= Jan Baz Zadran =

Aide to Pashtun warlord Sirajuddin Haqqani

Jan Baz Zadran (sometimes Janbaz Zadran), also known as Jamil or Jalil Haqqani, was a top aide to Pashtun warlord Sirajuddin Haqqani. One of the most-wanted militant commanders in the AfPak theater of operations, Zadran was killed in a US drone strike in Pakistan on 13 October 2011.

==Militant activity==
Zadran was considered a powerful leader in the Haqqani Network, the Islamist militant group that has been the largest killer of American soldiers in Afghanistan. He was a political deputy to Sirajuddin Haqqani, but unlike the rest of the Miranshah Shura, he was not a military commander and did not have experience fighting under the Network's supreme leader, Jalaluddin Haqqani.

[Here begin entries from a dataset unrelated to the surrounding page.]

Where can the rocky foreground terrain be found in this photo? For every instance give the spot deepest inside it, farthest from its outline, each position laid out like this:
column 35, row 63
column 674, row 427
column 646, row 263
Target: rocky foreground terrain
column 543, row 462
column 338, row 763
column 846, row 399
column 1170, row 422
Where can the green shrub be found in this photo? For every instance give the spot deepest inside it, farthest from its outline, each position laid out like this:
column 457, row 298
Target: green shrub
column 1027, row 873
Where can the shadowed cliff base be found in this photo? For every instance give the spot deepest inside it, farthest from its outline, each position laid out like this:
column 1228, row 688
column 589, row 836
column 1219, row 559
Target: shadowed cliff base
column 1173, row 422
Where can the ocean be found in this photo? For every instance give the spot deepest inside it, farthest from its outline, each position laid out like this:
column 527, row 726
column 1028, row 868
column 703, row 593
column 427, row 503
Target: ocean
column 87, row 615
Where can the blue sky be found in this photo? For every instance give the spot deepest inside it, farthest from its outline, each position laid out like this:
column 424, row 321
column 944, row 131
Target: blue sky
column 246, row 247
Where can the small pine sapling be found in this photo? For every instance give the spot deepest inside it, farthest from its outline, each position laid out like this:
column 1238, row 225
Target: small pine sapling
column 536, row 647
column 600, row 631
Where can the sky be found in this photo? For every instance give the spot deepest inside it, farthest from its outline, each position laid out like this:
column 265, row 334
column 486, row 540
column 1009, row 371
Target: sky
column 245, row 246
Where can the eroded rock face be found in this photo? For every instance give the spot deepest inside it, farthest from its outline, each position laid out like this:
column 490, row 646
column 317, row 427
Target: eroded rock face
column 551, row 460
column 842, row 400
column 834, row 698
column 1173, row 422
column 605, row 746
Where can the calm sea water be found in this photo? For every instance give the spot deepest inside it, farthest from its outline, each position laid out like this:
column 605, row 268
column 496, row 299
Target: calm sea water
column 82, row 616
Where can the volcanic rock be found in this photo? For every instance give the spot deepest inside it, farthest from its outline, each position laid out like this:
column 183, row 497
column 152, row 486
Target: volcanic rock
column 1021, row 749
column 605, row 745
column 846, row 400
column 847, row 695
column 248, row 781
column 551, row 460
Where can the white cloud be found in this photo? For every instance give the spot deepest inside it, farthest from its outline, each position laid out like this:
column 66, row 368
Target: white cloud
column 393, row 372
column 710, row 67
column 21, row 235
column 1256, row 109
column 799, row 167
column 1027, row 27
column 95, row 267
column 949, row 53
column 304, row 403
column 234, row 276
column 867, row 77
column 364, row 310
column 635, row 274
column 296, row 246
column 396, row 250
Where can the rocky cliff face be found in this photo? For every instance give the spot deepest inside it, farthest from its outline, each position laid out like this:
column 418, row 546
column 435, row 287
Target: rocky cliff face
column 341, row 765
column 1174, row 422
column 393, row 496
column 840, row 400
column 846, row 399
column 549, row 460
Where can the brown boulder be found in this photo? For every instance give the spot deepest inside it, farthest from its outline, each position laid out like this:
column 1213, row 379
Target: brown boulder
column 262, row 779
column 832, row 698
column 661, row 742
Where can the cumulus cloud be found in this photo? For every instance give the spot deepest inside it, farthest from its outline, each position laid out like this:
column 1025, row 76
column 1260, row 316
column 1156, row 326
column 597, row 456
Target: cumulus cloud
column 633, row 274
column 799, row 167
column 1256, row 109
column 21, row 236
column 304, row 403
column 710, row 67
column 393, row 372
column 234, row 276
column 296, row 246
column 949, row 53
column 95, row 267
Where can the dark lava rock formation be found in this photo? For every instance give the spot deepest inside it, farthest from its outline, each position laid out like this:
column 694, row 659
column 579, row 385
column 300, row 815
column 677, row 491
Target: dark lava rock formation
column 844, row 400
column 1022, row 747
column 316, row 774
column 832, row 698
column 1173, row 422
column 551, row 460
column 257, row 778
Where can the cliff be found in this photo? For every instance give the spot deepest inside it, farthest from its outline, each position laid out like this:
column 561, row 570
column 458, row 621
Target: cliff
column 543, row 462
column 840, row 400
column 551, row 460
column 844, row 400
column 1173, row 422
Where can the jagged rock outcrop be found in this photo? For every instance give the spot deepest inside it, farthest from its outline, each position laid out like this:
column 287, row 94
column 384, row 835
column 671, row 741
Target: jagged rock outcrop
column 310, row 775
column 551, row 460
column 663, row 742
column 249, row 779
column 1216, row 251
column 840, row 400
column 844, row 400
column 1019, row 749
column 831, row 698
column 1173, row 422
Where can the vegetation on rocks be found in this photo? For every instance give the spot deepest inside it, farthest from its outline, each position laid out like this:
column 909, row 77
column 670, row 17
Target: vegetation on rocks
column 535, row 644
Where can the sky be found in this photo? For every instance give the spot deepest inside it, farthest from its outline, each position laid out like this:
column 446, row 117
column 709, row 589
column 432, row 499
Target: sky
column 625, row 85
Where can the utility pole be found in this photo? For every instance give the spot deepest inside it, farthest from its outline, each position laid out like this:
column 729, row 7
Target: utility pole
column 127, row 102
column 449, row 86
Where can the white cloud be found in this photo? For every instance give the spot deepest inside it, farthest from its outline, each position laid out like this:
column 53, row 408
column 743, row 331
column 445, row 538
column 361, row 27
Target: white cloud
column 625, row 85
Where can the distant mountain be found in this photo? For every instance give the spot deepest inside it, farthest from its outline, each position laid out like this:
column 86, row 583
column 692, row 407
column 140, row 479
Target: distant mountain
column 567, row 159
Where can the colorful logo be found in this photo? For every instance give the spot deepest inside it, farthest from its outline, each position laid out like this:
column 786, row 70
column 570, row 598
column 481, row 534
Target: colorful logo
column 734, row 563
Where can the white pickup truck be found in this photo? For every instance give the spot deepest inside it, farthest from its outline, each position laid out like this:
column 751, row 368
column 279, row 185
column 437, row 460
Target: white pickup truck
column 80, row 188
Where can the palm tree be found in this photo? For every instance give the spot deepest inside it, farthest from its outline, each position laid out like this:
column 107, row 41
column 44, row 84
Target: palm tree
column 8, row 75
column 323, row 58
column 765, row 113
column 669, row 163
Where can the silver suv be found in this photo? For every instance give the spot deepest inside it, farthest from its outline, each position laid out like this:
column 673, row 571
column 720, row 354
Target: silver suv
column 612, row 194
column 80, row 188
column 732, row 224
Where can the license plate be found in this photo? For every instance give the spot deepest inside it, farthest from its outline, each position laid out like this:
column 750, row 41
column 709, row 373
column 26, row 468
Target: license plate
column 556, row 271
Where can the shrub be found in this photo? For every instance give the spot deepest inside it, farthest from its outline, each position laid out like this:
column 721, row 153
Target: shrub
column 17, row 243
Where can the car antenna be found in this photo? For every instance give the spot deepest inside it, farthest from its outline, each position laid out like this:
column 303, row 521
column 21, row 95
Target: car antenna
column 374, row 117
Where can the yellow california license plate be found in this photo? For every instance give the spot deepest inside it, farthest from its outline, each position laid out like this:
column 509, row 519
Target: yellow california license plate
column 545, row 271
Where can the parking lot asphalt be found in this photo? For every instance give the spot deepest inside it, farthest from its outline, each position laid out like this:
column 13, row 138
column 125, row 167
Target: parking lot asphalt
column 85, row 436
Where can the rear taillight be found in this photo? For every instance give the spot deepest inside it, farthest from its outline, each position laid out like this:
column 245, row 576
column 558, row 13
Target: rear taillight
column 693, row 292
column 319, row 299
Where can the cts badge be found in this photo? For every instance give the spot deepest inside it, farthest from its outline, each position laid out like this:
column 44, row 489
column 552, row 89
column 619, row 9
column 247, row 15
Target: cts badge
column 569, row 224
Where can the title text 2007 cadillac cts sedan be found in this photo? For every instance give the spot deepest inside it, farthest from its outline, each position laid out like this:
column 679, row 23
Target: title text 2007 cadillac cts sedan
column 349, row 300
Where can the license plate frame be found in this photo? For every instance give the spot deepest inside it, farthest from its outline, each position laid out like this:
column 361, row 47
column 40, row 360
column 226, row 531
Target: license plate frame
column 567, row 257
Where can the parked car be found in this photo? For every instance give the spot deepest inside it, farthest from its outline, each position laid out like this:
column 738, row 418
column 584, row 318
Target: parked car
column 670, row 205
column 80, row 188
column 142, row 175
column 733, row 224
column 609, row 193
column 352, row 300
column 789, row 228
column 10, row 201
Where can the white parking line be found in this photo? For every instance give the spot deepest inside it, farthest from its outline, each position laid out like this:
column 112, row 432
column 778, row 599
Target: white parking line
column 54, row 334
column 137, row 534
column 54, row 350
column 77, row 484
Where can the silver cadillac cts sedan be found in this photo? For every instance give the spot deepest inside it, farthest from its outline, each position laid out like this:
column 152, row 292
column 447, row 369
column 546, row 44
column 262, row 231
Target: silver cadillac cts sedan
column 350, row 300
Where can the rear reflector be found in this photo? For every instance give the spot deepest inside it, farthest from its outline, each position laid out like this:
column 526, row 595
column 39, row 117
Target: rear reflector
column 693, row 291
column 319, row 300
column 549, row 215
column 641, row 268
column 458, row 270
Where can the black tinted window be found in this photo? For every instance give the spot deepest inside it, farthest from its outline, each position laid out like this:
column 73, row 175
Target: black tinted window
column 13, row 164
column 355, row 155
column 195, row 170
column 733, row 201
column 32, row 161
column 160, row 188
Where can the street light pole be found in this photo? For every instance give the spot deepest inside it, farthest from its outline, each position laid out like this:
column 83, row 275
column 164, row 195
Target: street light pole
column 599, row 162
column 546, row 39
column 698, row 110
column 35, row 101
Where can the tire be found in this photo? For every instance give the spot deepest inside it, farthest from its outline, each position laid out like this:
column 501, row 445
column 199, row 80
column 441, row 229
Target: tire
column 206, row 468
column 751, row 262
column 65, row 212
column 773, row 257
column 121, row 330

Hailing from the Haqqanis' home village of Srani in the Garda Tseray district of Paktia, Zadran was said to be one of Sirajuddin's most trusted associates, and was often described as the third-ranking leader of the entire Haqqani Network. He was in charge of the group's finances as well as weapons and ammunition acquisition, a position that gave him "considerable authority in the movement."

==Death==
On 13 October 2011, an American CIA drone fired two missiles into a compound and vehicle in Dandey Darpakhel village, about seven kilometers north of Miranshah, the main town in the North Waziristan tribal district of Pakistan. The missiles killed Zadran and three other militants, said to be fighters guarding their superior as he was in the compound. Following Zadran's death, a US official in Washington would call him "the most senior Haqqani leader in Pakistan to be taken off the battlefield".